1.  Corporate social responsibility correlations.  The data in Table 1 come from Report on Business, March 2004, pp.46-47, inserted in The Globe and Mail of February 27, 2004.  

a.  Choose one pair of indicator variables (COMM to HR) for which you anticipate a high correlation between the two variables and one pair for which you anticipate a smaller correlation.  Obtain the Spearman rank correlation coefficient for each pair and test for significance.  (See section 11.4.6, pp. 819-821 of chapter 11 of my text for the formulas).  Show calculations for computation of one of the Spearman correlation coefficients and the associated t-test.  Using the ranks from one pair, obtain the Pearson correlation coefficient for the ranks.  Compare with the Spearman correlation.

b.  Two commentators on corporate social responsibility argue in opposite directions – one claims that larger corporations can afford to be more socially responsible while the other argues that smaller corporations need to be more socially responsible in order to establish a more positive image.  By examining correlations between TOTAL and (i) employment, and (ii) revenues, is there evidence for either of these claims?

c.  Write a short note summarizing the results of a. and b. and any other observations you have on these data.

 

Table 1.  Scores (out of 100) on indicators of corporate social responsibility

COMPANY       REV    EMP  TOT COMM GOVERN CUSTOMER EMPLOYEE ENVIRON HR

H-P           1.8    --    75   69   71      63       77       83   69

Siemens       3.1    6.6   66   56   76      47       55       82   53

Nortel       10.6   37.0   61   78   71      50       61       59   45

Xerox         1.3    4.0   61   88   50      67       58       67   32

Celestica     8.3   38.0   52   56   62      50       53       52   24

GE            3.4    7.0   48   52   59      34       49       45   40

Bombardier   23.8   80.0   44   56   54      50       37       43   34

Rogers        2.0    4.1   42   39   52      52       48       32   27

ATI           1.4    2.3   39   22   45      50       45       31   41

Key:

Rev – corporate revenue in billions of dollars

Emp – employment in thousands

Tot – overall responsibility score

Comm – community and society

Govern – corporate governance

Customer – customers

Employee – employees

Environ – environment

HR – human rights

 

2.  Explaining wage differences.  The data in Table 2 are from a random sample of full-time, full-year Saskatchewan employees, surveyed by Statistics Canada in the Survey of Labour and Income Dynamics.  Survey data were obtained in 2001 and refer to respondents’ income and labour force activity during the 2000 calendar year.  This question asks you to obtain regression equations with wages and salaries (WAGES) as the independent variable and years of education (EDYRS) as the independent variable. 

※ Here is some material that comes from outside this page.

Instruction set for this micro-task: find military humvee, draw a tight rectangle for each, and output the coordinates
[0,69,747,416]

a.  Draw the scatter diagram with WAGES on the vertical axis and EDYRS on the horizontal axis. 

b.  One argument presented in models of human capital is that increased education is associated with increased wages and salaries.  In order to test this contention and obtain an estimate of the effect of education on wages and salaries, calculate the regression equation relating WAGES, as the dependent variable, to EDYRS as the independent variable.  Also calculate the standard error of estimate, the standard deviation of the slope of the line, and R-squared.  Also conduct a test for statistical significance of the line.  Show your calculations and describe your findings in words. 

c. On the diagram of a., draw the line estimated in b. and the bands representing a distance of one standard error on each side of the line.  What proportion of individuals are within one standard error of the line?  Within two standard errors?

d.  A group of individuals completing doctorates, each having spent eight years in graduate school, following four-year undergraduate degrees, have salary offers ranging from $45,000 to $75,000, with an average of $55,000.  Those at the lower end of the spectrum consider this range unfair, arguing they have just as many years of education as those offered higher salaries.  Using information from this sample, what might you say to them?

e.  Someone claims that the female (id 16) who is paid $60,000, but has only 13 years of education, is being paid more than she deserves.  Using information from this sample, what might you comment about this claim?

f.  From the regression equation, what is the expected increase in wages and salary for the female id 5, if she obtains a university degree?  Would you have any hesitation in recommending this course of action to her?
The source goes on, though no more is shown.